Der feine, kleine Unterschied

08. Mär. 11 von Daniela in , jetzt Kommentar schreiben

Erblickte ich früher Zwillinge, gings in etwa so:“Oh, wie süüüüß.” Heute eher so:“Oh, die Arme!” 9 Monate Einlingsmutter prägen halt.

Dr. Jekyll und Mr. Hyde

12. Aug. 10 von Daniela in , jetzt Kommentar schreiben

Heute lehrte mich mein Kind Demut. Nachdem wir die letzten Wochen so sehr davon verwöhnt waren, dass der Nachwuchs zwischen 18 und 20Uhr meist zur nächtlichen Bettruhe fand und das meist ohne großes Gequengel, gabs heute die Hyde-Version des Baby-Boys. Auf einmal ging gar nichts mehr.
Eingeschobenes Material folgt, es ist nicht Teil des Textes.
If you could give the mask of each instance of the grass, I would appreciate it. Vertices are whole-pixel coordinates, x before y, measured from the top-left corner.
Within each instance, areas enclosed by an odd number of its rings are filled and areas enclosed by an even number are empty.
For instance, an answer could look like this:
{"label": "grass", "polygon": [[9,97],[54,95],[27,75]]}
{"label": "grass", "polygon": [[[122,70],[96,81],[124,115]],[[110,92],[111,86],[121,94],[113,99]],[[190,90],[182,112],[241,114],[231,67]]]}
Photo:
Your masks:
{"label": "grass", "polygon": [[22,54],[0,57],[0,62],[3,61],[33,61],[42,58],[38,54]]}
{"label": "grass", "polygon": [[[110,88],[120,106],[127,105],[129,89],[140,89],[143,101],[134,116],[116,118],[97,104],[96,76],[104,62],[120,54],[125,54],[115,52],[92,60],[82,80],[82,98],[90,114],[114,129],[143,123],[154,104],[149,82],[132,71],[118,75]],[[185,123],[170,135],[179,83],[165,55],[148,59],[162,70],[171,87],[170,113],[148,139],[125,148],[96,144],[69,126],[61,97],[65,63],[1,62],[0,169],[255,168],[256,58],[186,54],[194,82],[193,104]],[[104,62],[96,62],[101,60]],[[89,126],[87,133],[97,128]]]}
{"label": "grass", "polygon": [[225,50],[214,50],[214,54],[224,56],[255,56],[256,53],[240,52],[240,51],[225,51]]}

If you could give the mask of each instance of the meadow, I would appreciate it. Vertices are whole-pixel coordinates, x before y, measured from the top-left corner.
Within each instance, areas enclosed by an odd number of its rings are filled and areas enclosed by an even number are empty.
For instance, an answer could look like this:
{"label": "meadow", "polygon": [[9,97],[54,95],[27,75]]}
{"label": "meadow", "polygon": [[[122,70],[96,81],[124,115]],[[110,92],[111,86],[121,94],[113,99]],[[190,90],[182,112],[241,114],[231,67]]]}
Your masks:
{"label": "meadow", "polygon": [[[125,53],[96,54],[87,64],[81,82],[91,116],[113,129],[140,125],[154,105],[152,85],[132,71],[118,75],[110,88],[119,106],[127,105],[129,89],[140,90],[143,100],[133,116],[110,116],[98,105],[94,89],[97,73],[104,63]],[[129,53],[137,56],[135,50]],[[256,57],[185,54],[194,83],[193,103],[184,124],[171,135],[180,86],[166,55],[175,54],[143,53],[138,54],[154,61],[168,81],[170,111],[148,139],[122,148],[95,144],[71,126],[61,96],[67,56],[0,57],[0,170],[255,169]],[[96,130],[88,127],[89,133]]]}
Gebrüll, soweit das Ohr reichte.

Was dann? Du checkst die Basics: Hunger, volle Windel, Einsamkeit, Hunger. Der 3-Monats-Kolik-Geist war auch schon lange verbannt worden, was also blieb übrig? – Fakt ist: Ich habe keine Ahnung. Selbst wenn meine Vermutung, nämlich einer dieser anstrengenden Wachstumsschübe, sich bestätigt hätte, stünde ich vor dem selben Problem: Unstillbares Geschrei. Dagegen ist kein Kraut gewachsen. Und so wiegte ich ihn im Arm durch die Wohnung, steckte den Nuckel unzählige Male in seinen Mund und säuselte ihm dieses bescheuerte “Psssschht” (als hätte das einen Effekt) ins Ohr, in der Hoffnung dass er von der ganzen Schreierei irgendwann mal müde oder hungrig wird. Zweiteres trat dann schließlich ein und als ich bemerkte wie seine Augen langsam auf Halbmast segelten, spürte ich eine unendliche Erleichterung. Ich schätze, das eine oder andere graue Haar ist jetzt dazu gekommen. Dafür habe ich ein paar Nerven weniger. Und so gleicht sich alles im Universum wieder aus. Na wenn das mal nicht gerecht ist!

Blogging und Baby - Eine moderne Diskrepanz

09. Aug. 10 von Daniela in , bisher 5 Kommentare

Naja eigentlich wollte ich schon längst wieder mehr bloggen. Es ist nicht so, dass ich keine Zeit hätte, auch Ideen sind vorhanden. Aber trotzdem schaffe ich es nicht, die paar Zeilen zu verfassen. Vielleicht ist es eine gewisse Antriebslosigkeit oder die Angst ins mütterliche Einheitsblabla zu verfallen. Auf jeden Fall weiß ich nicht so recht, wo der Weg hinführt. Ich kann gar nicht sagen, wie viele Leute schon während meiner Schwangerschaft meinten: Aber wehe du machst aus deinem Blog so einen Mutti-Blog mit langweiligen Baby-Content.

Vielleicht ist es ja genau das. Ich will nicht so eine “Und-heute-hat-er-wieder-schön-AA-gemacht”-Bloggerin werden. Fakt ist aber, dass ich nun mal derzeit 100% Vollzeit-Mutti bin. Das geht auch gar nicht anders. Mein Alltag und meine Gedanken drehen sich eben aktuell fast nur um den Baby-Boy. Hat die Natur clever eingerichtet. Nur bedachte sie nicht, dass es damit zu eventuellen Störungen beim Bloggen kommen könnte. Ich behaupte jetzt einfach mal, dass der Großteil meiner Leserschaft kinderlos ist. Das ist ein Problem. Denn Kinderlose interessieren sich nicht für Baby-Content. Ich habe aber nur Baby-Content zu bieten. Heißt das also, ich kann den Blog dicht machen? Soll ich ihn einfrieren, bis ich wieder etwas abwechslungsreicher bloggen kann oder einfach schmerzfrei drauflos schreiben?